Tudors‎ > ‎

Henry VIII and the Church

In 1534, Henry wanted to divorce his first wife Catherine of Aragon so that he could marry his new love, Anne Boleyn who he hoped would give him a son.

At the time, England was a Catholic country and the head of the Church, the Pope, would not allow divorce as the Catholic faith believed in marriage for life.

Henry VIII therefore set up the Church of England and made all Church officials swear that he was its leader so he could arrange his own divorce.
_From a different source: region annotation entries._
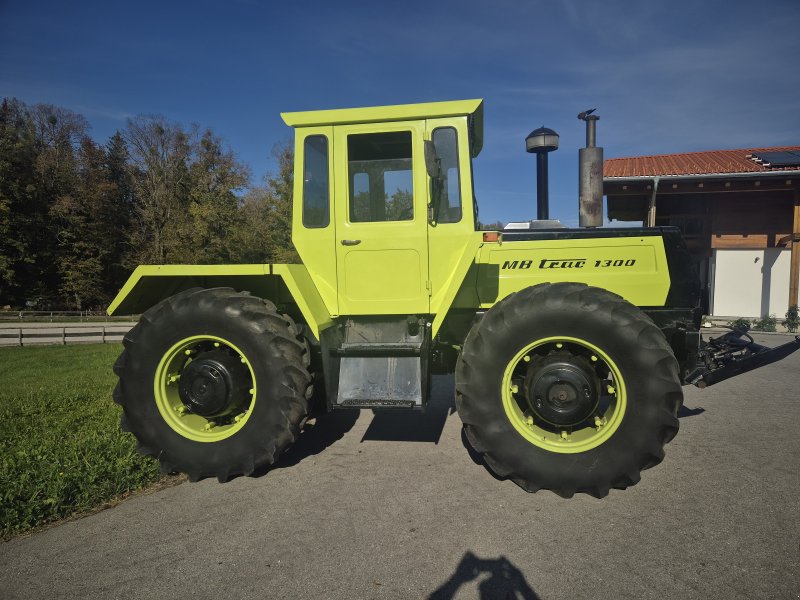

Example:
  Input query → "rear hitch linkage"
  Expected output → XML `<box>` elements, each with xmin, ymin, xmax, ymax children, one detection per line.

<box><xmin>686</xmin><ymin>328</ymin><xmax>800</xmax><ymax>388</ymax></box>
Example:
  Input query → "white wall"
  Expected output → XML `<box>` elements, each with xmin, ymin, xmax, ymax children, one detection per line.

<box><xmin>711</xmin><ymin>248</ymin><xmax>791</xmax><ymax>318</ymax></box>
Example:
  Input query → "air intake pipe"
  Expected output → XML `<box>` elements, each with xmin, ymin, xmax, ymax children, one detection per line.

<box><xmin>578</xmin><ymin>108</ymin><xmax>603</xmax><ymax>227</ymax></box>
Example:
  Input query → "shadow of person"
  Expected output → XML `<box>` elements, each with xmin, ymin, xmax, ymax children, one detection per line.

<box><xmin>428</xmin><ymin>552</ymin><xmax>539</xmax><ymax>600</ymax></box>
<box><xmin>251</xmin><ymin>409</ymin><xmax>359</xmax><ymax>477</ymax></box>
<box><xmin>678</xmin><ymin>405</ymin><xmax>706</xmax><ymax>419</ymax></box>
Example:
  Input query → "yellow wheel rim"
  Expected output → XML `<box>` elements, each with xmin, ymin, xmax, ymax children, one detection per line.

<box><xmin>502</xmin><ymin>337</ymin><xmax>627</xmax><ymax>454</ymax></box>
<box><xmin>153</xmin><ymin>335</ymin><xmax>256</xmax><ymax>442</ymax></box>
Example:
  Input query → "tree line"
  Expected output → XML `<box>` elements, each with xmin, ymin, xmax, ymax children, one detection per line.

<box><xmin>0</xmin><ymin>98</ymin><xmax>296</xmax><ymax>310</ymax></box>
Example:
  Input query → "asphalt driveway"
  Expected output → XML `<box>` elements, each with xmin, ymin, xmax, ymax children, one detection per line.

<box><xmin>0</xmin><ymin>336</ymin><xmax>800</xmax><ymax>600</ymax></box>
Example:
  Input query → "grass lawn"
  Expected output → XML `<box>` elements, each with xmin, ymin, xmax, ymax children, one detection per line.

<box><xmin>0</xmin><ymin>344</ymin><xmax>161</xmax><ymax>538</ymax></box>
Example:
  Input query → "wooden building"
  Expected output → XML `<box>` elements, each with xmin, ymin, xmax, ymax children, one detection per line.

<box><xmin>604</xmin><ymin>146</ymin><xmax>800</xmax><ymax>318</ymax></box>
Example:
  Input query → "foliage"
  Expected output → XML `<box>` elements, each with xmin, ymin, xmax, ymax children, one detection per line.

<box><xmin>0</xmin><ymin>99</ymin><xmax>299</xmax><ymax>310</ymax></box>
<box><xmin>233</xmin><ymin>142</ymin><xmax>300</xmax><ymax>263</ymax></box>
<box><xmin>783</xmin><ymin>304</ymin><xmax>800</xmax><ymax>333</ymax></box>
<box><xmin>753</xmin><ymin>315</ymin><xmax>778</xmax><ymax>331</ymax></box>
<box><xmin>728</xmin><ymin>317</ymin><xmax>753</xmax><ymax>329</ymax></box>
<box><xmin>0</xmin><ymin>344</ymin><xmax>160</xmax><ymax>537</ymax></box>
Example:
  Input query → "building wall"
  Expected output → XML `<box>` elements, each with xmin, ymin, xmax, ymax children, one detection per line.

<box><xmin>711</xmin><ymin>248</ymin><xmax>791</xmax><ymax>317</ymax></box>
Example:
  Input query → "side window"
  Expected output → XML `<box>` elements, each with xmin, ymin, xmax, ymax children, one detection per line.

<box><xmin>347</xmin><ymin>131</ymin><xmax>414</xmax><ymax>223</ymax></box>
<box><xmin>431</xmin><ymin>127</ymin><xmax>461</xmax><ymax>223</ymax></box>
<box><xmin>303</xmin><ymin>135</ymin><xmax>331</xmax><ymax>229</ymax></box>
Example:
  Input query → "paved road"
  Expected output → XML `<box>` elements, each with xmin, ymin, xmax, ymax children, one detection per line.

<box><xmin>0</xmin><ymin>336</ymin><xmax>800</xmax><ymax>600</ymax></box>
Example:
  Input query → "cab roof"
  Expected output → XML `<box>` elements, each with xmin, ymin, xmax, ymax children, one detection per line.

<box><xmin>281</xmin><ymin>98</ymin><xmax>483</xmax><ymax>157</ymax></box>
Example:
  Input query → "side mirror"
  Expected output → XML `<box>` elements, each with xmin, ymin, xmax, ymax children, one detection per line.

<box><xmin>425</xmin><ymin>140</ymin><xmax>442</xmax><ymax>179</ymax></box>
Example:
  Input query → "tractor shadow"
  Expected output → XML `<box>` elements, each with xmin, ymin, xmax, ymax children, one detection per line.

<box><xmin>678</xmin><ymin>406</ymin><xmax>706</xmax><ymax>419</ymax></box>
<box><xmin>251</xmin><ymin>409</ymin><xmax>359</xmax><ymax>477</ymax></box>
<box><xmin>361</xmin><ymin>375</ymin><xmax>456</xmax><ymax>444</ymax></box>
<box><xmin>428</xmin><ymin>552</ymin><xmax>539</xmax><ymax>600</ymax></box>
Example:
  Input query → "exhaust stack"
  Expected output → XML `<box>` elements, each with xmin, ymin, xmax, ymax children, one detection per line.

<box><xmin>578</xmin><ymin>108</ymin><xmax>603</xmax><ymax>227</ymax></box>
<box><xmin>525</xmin><ymin>126</ymin><xmax>558</xmax><ymax>221</ymax></box>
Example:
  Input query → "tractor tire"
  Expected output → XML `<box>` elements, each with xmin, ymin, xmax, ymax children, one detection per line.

<box><xmin>456</xmin><ymin>283</ymin><xmax>683</xmax><ymax>498</ymax></box>
<box><xmin>114</xmin><ymin>288</ymin><xmax>311</xmax><ymax>482</ymax></box>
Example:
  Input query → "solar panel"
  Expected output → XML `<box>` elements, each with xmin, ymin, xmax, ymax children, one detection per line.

<box><xmin>752</xmin><ymin>151</ymin><xmax>800</xmax><ymax>167</ymax></box>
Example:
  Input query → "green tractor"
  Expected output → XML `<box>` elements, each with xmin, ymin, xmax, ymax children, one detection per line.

<box><xmin>108</xmin><ymin>100</ymin><xmax>800</xmax><ymax>497</ymax></box>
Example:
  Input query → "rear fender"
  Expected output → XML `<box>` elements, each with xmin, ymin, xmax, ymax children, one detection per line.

<box><xmin>107</xmin><ymin>264</ymin><xmax>332</xmax><ymax>339</ymax></box>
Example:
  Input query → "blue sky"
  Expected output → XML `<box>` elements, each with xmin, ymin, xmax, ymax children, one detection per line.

<box><xmin>0</xmin><ymin>0</ymin><xmax>800</xmax><ymax>225</ymax></box>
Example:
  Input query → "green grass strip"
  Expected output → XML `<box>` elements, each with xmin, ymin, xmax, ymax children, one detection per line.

<box><xmin>0</xmin><ymin>344</ymin><xmax>160</xmax><ymax>538</ymax></box>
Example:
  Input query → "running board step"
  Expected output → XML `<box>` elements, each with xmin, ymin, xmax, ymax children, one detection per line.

<box><xmin>336</xmin><ymin>342</ymin><xmax>422</xmax><ymax>356</ymax></box>
<box><xmin>338</xmin><ymin>400</ymin><xmax>419</xmax><ymax>408</ymax></box>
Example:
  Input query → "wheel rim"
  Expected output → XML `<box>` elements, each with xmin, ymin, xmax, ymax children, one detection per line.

<box><xmin>502</xmin><ymin>337</ymin><xmax>627</xmax><ymax>454</ymax></box>
<box><xmin>154</xmin><ymin>335</ymin><xmax>256</xmax><ymax>442</ymax></box>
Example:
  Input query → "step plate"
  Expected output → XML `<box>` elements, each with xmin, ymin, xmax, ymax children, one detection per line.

<box><xmin>337</xmin><ymin>356</ymin><xmax>422</xmax><ymax>407</ymax></box>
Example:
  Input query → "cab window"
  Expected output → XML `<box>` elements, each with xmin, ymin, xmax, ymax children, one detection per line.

<box><xmin>347</xmin><ymin>131</ymin><xmax>414</xmax><ymax>223</ymax></box>
<box><xmin>431</xmin><ymin>127</ymin><xmax>461</xmax><ymax>223</ymax></box>
<box><xmin>303</xmin><ymin>135</ymin><xmax>331</xmax><ymax>229</ymax></box>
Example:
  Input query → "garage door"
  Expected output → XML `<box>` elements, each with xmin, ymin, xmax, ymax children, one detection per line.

<box><xmin>711</xmin><ymin>248</ymin><xmax>791</xmax><ymax>317</ymax></box>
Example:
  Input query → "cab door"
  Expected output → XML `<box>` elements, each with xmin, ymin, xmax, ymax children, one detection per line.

<box><xmin>333</xmin><ymin>121</ymin><xmax>430</xmax><ymax>315</ymax></box>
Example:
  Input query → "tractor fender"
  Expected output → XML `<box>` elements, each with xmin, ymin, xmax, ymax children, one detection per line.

<box><xmin>107</xmin><ymin>264</ymin><xmax>332</xmax><ymax>339</ymax></box>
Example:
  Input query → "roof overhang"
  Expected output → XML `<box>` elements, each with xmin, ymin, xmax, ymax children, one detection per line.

<box><xmin>281</xmin><ymin>99</ymin><xmax>483</xmax><ymax>127</ymax></box>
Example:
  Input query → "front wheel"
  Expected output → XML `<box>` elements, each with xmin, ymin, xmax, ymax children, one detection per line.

<box><xmin>114</xmin><ymin>288</ymin><xmax>310</xmax><ymax>481</ymax></box>
<box><xmin>456</xmin><ymin>283</ymin><xmax>683</xmax><ymax>498</ymax></box>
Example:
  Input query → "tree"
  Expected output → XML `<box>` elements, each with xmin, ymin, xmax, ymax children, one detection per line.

<box><xmin>124</xmin><ymin>115</ymin><xmax>194</xmax><ymax>265</ymax></box>
<box><xmin>183</xmin><ymin>130</ymin><xmax>250</xmax><ymax>264</ymax></box>
<box><xmin>50</xmin><ymin>138</ymin><xmax>134</xmax><ymax>310</ymax></box>
<box><xmin>234</xmin><ymin>142</ymin><xmax>300</xmax><ymax>263</ymax></box>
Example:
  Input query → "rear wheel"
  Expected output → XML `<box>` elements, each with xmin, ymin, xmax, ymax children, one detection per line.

<box><xmin>456</xmin><ymin>283</ymin><xmax>683</xmax><ymax>497</ymax></box>
<box><xmin>114</xmin><ymin>288</ymin><xmax>310</xmax><ymax>481</ymax></box>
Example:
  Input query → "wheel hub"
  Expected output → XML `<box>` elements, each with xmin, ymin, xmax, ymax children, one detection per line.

<box><xmin>178</xmin><ymin>350</ymin><xmax>250</xmax><ymax>417</ymax></box>
<box><xmin>525</xmin><ymin>353</ymin><xmax>600</xmax><ymax>427</ymax></box>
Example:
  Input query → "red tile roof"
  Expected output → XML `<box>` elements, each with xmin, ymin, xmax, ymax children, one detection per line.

<box><xmin>603</xmin><ymin>146</ymin><xmax>800</xmax><ymax>177</ymax></box>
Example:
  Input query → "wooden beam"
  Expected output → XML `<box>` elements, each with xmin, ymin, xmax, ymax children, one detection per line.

<box><xmin>789</xmin><ymin>188</ymin><xmax>800</xmax><ymax>306</ymax></box>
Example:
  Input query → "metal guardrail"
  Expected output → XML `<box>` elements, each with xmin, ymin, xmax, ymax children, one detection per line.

<box><xmin>0</xmin><ymin>310</ymin><xmax>135</xmax><ymax>323</ymax></box>
<box><xmin>0</xmin><ymin>323</ymin><xmax>135</xmax><ymax>346</ymax></box>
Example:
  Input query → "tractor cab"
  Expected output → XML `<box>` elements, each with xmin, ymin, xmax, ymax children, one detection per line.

<box><xmin>281</xmin><ymin>100</ymin><xmax>483</xmax><ymax>316</ymax></box>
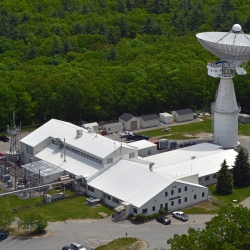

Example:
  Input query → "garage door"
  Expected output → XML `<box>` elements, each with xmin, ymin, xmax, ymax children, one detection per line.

<box><xmin>131</xmin><ymin>121</ymin><xmax>137</xmax><ymax>130</ymax></box>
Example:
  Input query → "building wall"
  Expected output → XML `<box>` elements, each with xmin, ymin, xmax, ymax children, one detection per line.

<box><xmin>132</xmin><ymin>182</ymin><xmax>208</xmax><ymax>215</ymax></box>
<box><xmin>140</xmin><ymin>118</ymin><xmax>160</xmax><ymax>128</ymax></box>
<box><xmin>119</xmin><ymin>117</ymin><xmax>140</xmax><ymax>130</ymax></box>
<box><xmin>138</xmin><ymin>145</ymin><xmax>157</xmax><ymax>157</ymax></box>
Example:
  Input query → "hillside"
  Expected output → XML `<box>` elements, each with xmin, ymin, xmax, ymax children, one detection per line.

<box><xmin>0</xmin><ymin>0</ymin><xmax>250</xmax><ymax>130</ymax></box>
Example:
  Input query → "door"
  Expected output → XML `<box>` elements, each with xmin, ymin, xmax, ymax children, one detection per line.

<box><xmin>131</xmin><ymin>121</ymin><xmax>137</xmax><ymax>130</ymax></box>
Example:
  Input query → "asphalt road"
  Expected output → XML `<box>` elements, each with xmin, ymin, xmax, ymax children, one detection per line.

<box><xmin>0</xmin><ymin>215</ymin><xmax>213</xmax><ymax>250</ymax></box>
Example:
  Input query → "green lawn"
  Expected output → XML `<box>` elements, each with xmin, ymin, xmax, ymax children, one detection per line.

<box><xmin>0</xmin><ymin>190</ymin><xmax>113</xmax><ymax>221</ymax></box>
<box><xmin>95</xmin><ymin>237</ymin><xmax>140</xmax><ymax>250</ymax></box>
<box><xmin>140</xmin><ymin>116</ymin><xmax>212</xmax><ymax>140</ymax></box>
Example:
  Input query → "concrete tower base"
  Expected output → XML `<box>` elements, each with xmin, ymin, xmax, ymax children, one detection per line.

<box><xmin>212</xmin><ymin>77</ymin><xmax>240</xmax><ymax>148</ymax></box>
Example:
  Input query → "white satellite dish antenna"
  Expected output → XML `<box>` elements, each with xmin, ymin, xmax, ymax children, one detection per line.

This process was called the reformation and was confirmed by the Act of Supremacy (1534) which declared Henry to be the Supreme Head of the Church of England.

He declared any monks who spoke against him to be traitors and had them executed. 

In 1535, he sent royal commissioners led by Thomas Cromwell to all the monasteries (where monks or nuns: lived, prayed, worked and studied) who reported that many were breaking the rules by using money earned from their rich farmlands to pay for luxury living standards.


Between 1536 and 1540, Henry VIII then ordered the closing down of all: Roman Catholic abbeys, monasteries and convents across his kingdom. He: took ownership of all their possessions, had their buildings pulled down and sold off all their land. This act became known as the Dissolution of the Monasteries. It stopped monks and nuns from opposing him and it also meant that Henry could share the monasteries' wealth with his followers.